The sensitivity of traditional nucleic acid functionalized nanoparticle probes is limited within a certain range. For some analytes that are crucial in cellular metabolism but have extremely low concentrations, these probes cannot function effectively. Therefore, improved probes based on nucleic acid amplification technology have been developed. These probes can undergo 1:n signal conversion, increasing sensitivity by several orders of magnitude compared to traditional probes. Aptamers and DNAzymes have been hybridized to produce a new class of nucleic acid enzymes, called aptazymes.

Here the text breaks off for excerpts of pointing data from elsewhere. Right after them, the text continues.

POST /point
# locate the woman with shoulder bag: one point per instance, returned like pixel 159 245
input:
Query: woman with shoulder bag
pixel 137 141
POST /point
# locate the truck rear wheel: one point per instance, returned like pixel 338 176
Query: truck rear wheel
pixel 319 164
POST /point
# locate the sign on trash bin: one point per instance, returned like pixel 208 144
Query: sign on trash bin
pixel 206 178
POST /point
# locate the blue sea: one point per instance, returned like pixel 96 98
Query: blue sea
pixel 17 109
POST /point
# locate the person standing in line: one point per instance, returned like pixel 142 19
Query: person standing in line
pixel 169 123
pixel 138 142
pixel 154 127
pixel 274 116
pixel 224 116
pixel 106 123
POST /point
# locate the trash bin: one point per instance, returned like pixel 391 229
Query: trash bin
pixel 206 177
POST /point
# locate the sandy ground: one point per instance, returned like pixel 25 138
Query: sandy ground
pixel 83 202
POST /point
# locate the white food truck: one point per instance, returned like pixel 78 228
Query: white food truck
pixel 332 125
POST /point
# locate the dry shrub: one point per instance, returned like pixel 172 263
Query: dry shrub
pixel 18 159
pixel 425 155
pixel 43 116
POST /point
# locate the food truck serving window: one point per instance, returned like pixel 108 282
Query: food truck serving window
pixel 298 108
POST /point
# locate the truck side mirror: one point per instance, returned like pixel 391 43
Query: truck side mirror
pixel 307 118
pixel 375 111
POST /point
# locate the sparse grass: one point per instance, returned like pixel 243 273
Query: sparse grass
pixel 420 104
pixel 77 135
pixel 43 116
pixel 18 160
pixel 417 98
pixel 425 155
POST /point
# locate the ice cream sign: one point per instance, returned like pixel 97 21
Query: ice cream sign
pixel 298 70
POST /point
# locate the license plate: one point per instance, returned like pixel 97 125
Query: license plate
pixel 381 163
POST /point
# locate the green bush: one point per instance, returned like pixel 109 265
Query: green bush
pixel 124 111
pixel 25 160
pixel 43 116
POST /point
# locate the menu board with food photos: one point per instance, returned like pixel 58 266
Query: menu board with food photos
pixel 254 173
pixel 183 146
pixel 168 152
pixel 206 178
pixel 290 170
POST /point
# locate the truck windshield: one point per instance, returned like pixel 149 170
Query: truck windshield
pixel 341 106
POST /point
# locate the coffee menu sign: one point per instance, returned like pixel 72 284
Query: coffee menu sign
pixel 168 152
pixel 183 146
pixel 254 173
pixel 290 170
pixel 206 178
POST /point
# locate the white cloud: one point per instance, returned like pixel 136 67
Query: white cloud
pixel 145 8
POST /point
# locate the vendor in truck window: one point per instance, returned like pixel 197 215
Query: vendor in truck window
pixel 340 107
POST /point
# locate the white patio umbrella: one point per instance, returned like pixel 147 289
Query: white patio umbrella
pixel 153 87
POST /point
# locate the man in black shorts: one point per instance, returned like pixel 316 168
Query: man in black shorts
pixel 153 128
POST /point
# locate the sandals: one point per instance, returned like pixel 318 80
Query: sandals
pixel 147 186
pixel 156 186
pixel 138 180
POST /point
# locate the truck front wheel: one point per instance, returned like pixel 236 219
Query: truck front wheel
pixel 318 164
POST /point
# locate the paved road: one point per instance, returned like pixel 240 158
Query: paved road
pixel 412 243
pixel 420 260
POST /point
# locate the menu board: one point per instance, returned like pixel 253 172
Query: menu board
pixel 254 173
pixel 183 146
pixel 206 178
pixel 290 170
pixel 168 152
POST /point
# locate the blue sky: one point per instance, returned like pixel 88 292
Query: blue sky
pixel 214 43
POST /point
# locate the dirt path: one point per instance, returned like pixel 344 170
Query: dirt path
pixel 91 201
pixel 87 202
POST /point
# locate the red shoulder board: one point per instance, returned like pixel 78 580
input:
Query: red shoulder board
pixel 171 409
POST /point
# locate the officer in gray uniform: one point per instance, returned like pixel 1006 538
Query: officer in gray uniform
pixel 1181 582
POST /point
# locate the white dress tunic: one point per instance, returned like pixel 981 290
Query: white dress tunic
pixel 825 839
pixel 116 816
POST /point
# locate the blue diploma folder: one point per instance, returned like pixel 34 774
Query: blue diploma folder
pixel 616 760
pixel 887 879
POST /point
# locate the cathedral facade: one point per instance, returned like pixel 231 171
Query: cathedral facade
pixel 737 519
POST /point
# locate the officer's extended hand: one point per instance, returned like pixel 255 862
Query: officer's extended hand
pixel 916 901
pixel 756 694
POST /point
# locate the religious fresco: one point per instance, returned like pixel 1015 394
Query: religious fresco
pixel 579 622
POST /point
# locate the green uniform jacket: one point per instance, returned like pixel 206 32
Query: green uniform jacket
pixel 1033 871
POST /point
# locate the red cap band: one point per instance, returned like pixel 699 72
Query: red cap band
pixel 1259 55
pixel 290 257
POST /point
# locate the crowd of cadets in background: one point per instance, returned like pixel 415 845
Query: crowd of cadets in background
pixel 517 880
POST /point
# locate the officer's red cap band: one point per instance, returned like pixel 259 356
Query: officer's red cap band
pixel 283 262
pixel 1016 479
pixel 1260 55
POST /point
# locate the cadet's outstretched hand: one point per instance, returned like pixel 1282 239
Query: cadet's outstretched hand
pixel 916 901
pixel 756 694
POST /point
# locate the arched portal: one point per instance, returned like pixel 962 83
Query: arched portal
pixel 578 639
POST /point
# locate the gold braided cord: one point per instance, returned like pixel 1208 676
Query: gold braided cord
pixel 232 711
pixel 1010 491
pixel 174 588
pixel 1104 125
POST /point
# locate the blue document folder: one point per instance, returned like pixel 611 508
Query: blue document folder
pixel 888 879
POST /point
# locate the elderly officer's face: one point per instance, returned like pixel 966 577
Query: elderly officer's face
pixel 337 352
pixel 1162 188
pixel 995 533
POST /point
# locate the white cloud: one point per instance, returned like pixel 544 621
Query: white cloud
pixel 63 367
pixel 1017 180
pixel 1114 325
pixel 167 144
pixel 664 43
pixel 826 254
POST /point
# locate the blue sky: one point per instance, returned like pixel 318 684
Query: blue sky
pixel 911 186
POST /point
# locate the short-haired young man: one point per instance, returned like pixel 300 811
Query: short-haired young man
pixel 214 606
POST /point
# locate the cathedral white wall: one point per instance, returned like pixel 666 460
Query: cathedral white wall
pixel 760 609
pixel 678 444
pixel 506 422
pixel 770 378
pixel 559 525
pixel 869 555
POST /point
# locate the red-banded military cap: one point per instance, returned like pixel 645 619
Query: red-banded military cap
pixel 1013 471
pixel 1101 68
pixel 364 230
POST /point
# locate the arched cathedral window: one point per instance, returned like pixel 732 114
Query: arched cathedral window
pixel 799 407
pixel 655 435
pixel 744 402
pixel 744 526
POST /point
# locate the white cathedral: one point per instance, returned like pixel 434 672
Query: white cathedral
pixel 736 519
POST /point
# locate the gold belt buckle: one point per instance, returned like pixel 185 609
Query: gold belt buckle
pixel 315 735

In these aptazymes, the target recognition event in the aptamer region can be converted into DNAzyme activation, thereby generating detectable optical signals. In 2016, the first AuNP/aptazyme nanocomplex used for sensing ATP inside live cells was reported. The specific binding of aptazymes with ATP promotes the formation of the DNAzyme's active secondary structure. The activated aptazymes catalyze the cleavage of substrate chains in the presence of Mg2+, leading to the release of fluorescently labeled substrate chain fragments from the aptazyme chain and moving away from the AuNP surface. The released active aptazyme chains can further catalyze the cleavage of other substrate chains, achieving signal amplification. Experimental results have shown that aptazyme-functionalized gold nanoparticle probes have higher sensitivity, with detection limits 2-3 orders of magnitude higher than traditional ATP sensors based on aptamers.